La jeune femme s’arrêta aussi et s’empourpra.

– Pardonnez-moi, sire. J’ai été trop loin

– Tu dois apprendre à contrôler tes émotions. Des cas comme celui-là, nous y ferons face toutes les semaines.

– Oui sire.

– Bien.

– Mais sire, je reste persuadée que ce n’est pas l’alcool qui a poussé David à se jeter sous une lame pour sauver son ami.

– Je n’ai pas dit que ce n’est que l’alcool. J’ai dit que cela a joué.

Il soupira.

– Mais tu as raison. Ivre ou pas, personne ne se sacrifie pour quelqu’un s’il ne croit pas en son potentiel. C’était un acte très beau.

– Vous l’avez dit vous-même, sire, enchaîna Jeanne d’un ton naturel. Il y a encore du bien dans ce monde.

Mais en disant ceci, elle mit vite sa main devant sa bouche, comme si elle s’était surprise à dire une obscénité. Henri lui, afficha pendant quelques instant une mine contrariée.

– Désolée, sire, dit l’écuyère.

Cela attendrit Henri, qui parut lui aussi gêné :

– Ne le sois pas. Je pensais que cela était vrai quand je l’ai dit et je pense toujours que c’est vrai.

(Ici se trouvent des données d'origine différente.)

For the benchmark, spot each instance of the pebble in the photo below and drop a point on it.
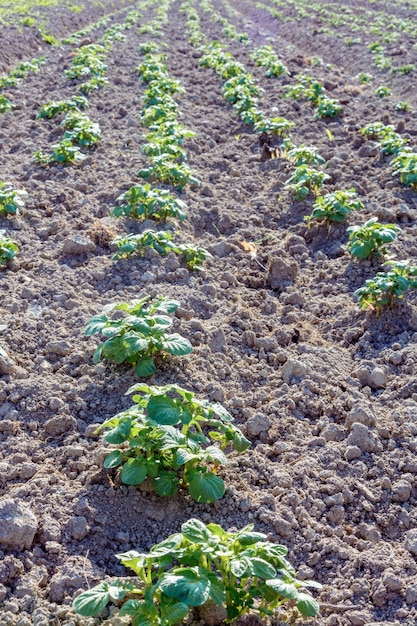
(363, 438)
(410, 541)
(401, 491)
(18, 525)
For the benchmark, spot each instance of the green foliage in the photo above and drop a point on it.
(165, 434)
(5, 104)
(98, 82)
(80, 129)
(306, 180)
(145, 201)
(334, 207)
(301, 155)
(383, 92)
(327, 107)
(162, 243)
(240, 570)
(402, 106)
(371, 238)
(8, 249)
(11, 199)
(385, 287)
(51, 109)
(364, 78)
(63, 152)
(163, 170)
(140, 335)
(279, 126)
(405, 166)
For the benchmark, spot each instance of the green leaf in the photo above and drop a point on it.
(174, 612)
(190, 586)
(166, 484)
(240, 567)
(262, 568)
(287, 590)
(206, 487)
(213, 453)
(114, 459)
(120, 433)
(167, 546)
(177, 345)
(133, 472)
(93, 601)
(145, 368)
(95, 325)
(163, 410)
(195, 531)
(307, 605)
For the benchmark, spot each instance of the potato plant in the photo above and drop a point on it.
(385, 287)
(140, 335)
(162, 243)
(11, 200)
(145, 201)
(174, 440)
(80, 129)
(239, 570)
(306, 180)
(52, 109)
(334, 207)
(8, 249)
(63, 152)
(5, 104)
(370, 239)
(405, 166)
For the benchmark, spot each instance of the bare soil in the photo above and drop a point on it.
(277, 335)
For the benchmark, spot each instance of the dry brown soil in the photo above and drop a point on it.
(327, 393)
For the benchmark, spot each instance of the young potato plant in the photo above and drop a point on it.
(385, 287)
(383, 92)
(147, 202)
(279, 126)
(327, 107)
(63, 152)
(163, 170)
(80, 129)
(306, 180)
(301, 155)
(52, 109)
(98, 82)
(240, 571)
(162, 243)
(8, 249)
(334, 207)
(174, 440)
(5, 104)
(370, 239)
(11, 200)
(405, 166)
(139, 336)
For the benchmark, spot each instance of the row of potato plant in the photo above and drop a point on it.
(172, 439)
(369, 239)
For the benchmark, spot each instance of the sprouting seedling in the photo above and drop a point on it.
(140, 336)
(334, 207)
(370, 239)
(238, 570)
(385, 287)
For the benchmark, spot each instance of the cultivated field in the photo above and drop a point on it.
(300, 109)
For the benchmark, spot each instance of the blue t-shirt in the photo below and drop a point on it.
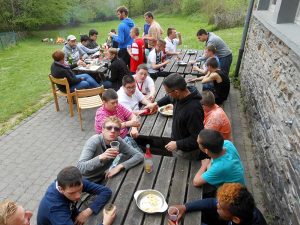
(226, 169)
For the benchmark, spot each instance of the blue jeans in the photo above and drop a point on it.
(87, 83)
(225, 63)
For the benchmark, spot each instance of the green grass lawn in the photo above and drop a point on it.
(24, 68)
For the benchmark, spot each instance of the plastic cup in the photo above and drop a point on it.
(173, 213)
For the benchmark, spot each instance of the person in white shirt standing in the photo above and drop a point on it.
(144, 83)
(172, 41)
(130, 97)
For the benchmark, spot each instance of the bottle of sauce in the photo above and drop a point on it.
(148, 162)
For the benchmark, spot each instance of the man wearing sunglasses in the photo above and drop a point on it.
(97, 155)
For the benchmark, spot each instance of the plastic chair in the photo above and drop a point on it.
(88, 98)
(56, 92)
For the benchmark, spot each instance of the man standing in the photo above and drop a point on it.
(93, 34)
(155, 31)
(188, 117)
(222, 50)
(172, 41)
(123, 37)
(58, 206)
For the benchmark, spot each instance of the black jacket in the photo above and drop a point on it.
(188, 117)
(117, 70)
(61, 71)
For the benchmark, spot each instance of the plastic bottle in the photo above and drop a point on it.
(148, 163)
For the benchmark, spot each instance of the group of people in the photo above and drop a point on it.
(201, 129)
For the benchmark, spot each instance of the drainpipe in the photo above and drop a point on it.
(245, 31)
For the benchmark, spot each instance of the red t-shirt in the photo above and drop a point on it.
(137, 49)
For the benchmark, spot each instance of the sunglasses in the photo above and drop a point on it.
(117, 129)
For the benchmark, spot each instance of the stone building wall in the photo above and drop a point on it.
(270, 83)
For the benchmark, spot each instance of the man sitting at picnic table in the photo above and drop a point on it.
(234, 204)
(222, 50)
(97, 154)
(130, 96)
(111, 107)
(73, 54)
(59, 69)
(58, 205)
(145, 83)
(225, 165)
(172, 41)
(84, 40)
(220, 80)
(155, 60)
(92, 44)
(214, 116)
(188, 117)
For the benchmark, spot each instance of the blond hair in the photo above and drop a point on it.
(7, 209)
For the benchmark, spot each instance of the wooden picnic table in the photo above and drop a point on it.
(173, 66)
(172, 177)
(156, 129)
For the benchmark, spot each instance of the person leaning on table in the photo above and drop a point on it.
(97, 155)
(60, 70)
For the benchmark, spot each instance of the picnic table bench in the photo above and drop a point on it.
(173, 66)
(156, 129)
(172, 177)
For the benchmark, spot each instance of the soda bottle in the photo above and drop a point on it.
(148, 163)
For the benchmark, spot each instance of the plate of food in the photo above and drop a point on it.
(181, 63)
(191, 52)
(150, 201)
(166, 110)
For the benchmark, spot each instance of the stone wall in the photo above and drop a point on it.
(270, 83)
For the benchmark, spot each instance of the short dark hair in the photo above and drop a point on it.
(142, 67)
(208, 98)
(109, 94)
(127, 79)
(58, 55)
(175, 81)
(211, 48)
(212, 62)
(212, 140)
(69, 177)
(92, 32)
(201, 32)
(84, 38)
(123, 9)
(149, 14)
(169, 31)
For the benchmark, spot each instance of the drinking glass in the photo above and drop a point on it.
(173, 213)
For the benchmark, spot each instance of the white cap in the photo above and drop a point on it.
(71, 38)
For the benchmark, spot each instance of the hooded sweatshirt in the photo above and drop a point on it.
(123, 37)
(188, 117)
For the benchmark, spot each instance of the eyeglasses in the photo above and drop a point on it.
(117, 129)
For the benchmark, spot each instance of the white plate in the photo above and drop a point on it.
(166, 112)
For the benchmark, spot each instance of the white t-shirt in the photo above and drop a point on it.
(145, 86)
(171, 45)
(152, 59)
(130, 103)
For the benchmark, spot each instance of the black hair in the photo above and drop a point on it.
(212, 140)
(212, 62)
(84, 38)
(109, 94)
(69, 177)
(175, 81)
(201, 32)
(92, 32)
(127, 79)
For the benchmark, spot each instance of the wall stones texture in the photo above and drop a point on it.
(270, 79)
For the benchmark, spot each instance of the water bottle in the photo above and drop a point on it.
(148, 163)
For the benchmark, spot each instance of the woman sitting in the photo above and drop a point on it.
(60, 69)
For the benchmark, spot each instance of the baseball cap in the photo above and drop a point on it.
(71, 38)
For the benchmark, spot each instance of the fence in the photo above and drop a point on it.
(7, 39)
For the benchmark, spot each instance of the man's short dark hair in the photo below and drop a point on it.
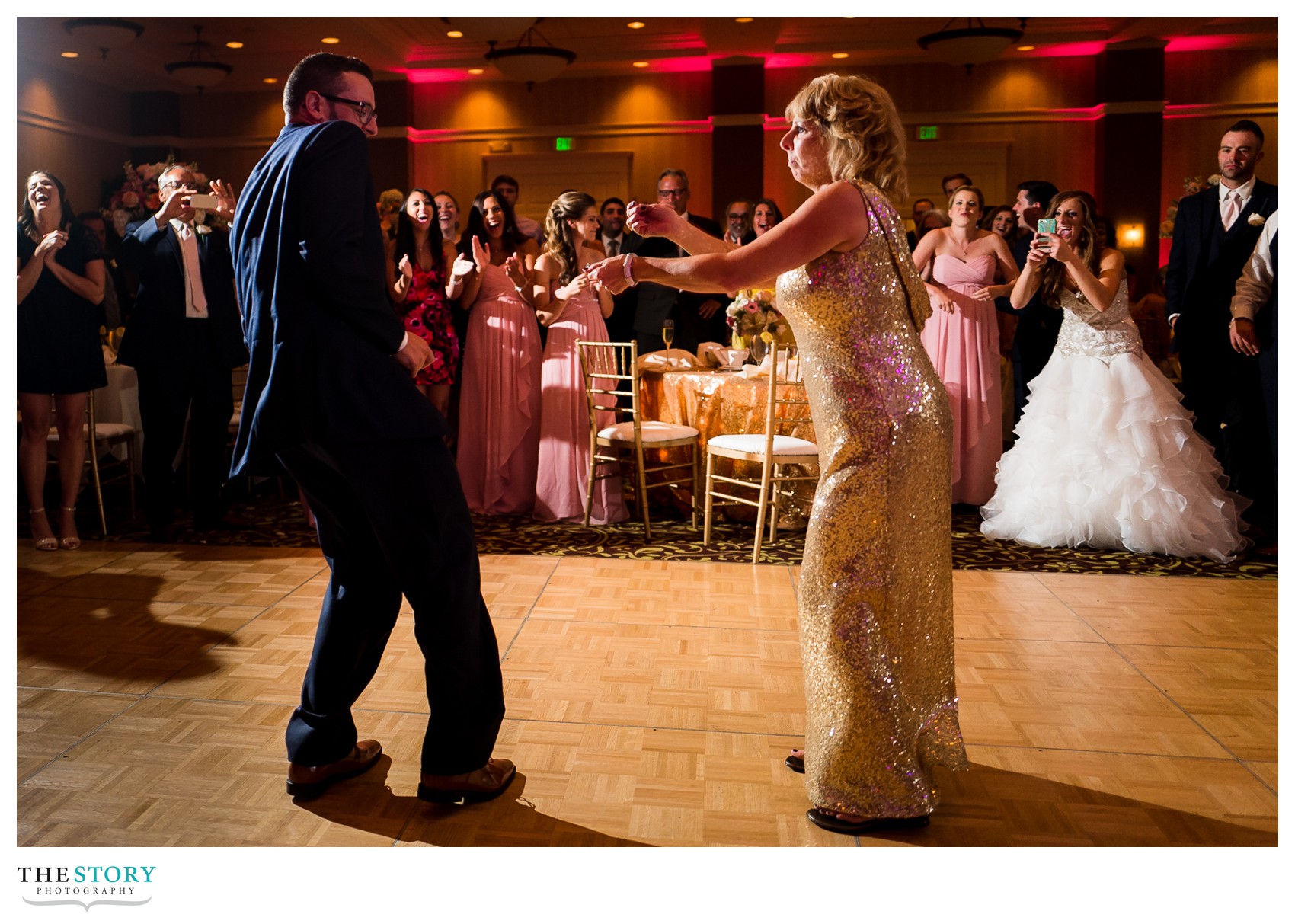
(1247, 126)
(670, 171)
(320, 72)
(1038, 192)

Je n’ai pas à me mettre en colère parce que tu le répètes, même si cela me rappelle des événements désagréables.

– Je crois aussi que c’est vrai, sire.

En disant ces mots, Jeanne afficha un visage heureux. Henri lui, eut un sourire doux-amer à la réaction de la jeune femme. Il ne semblait pas capable d’apprécier l’enthousiasme de son écuyère.

– Allez, nous avons un assassin à arrêter, dit-il simplement, en approchant de la porte de l’armurerie.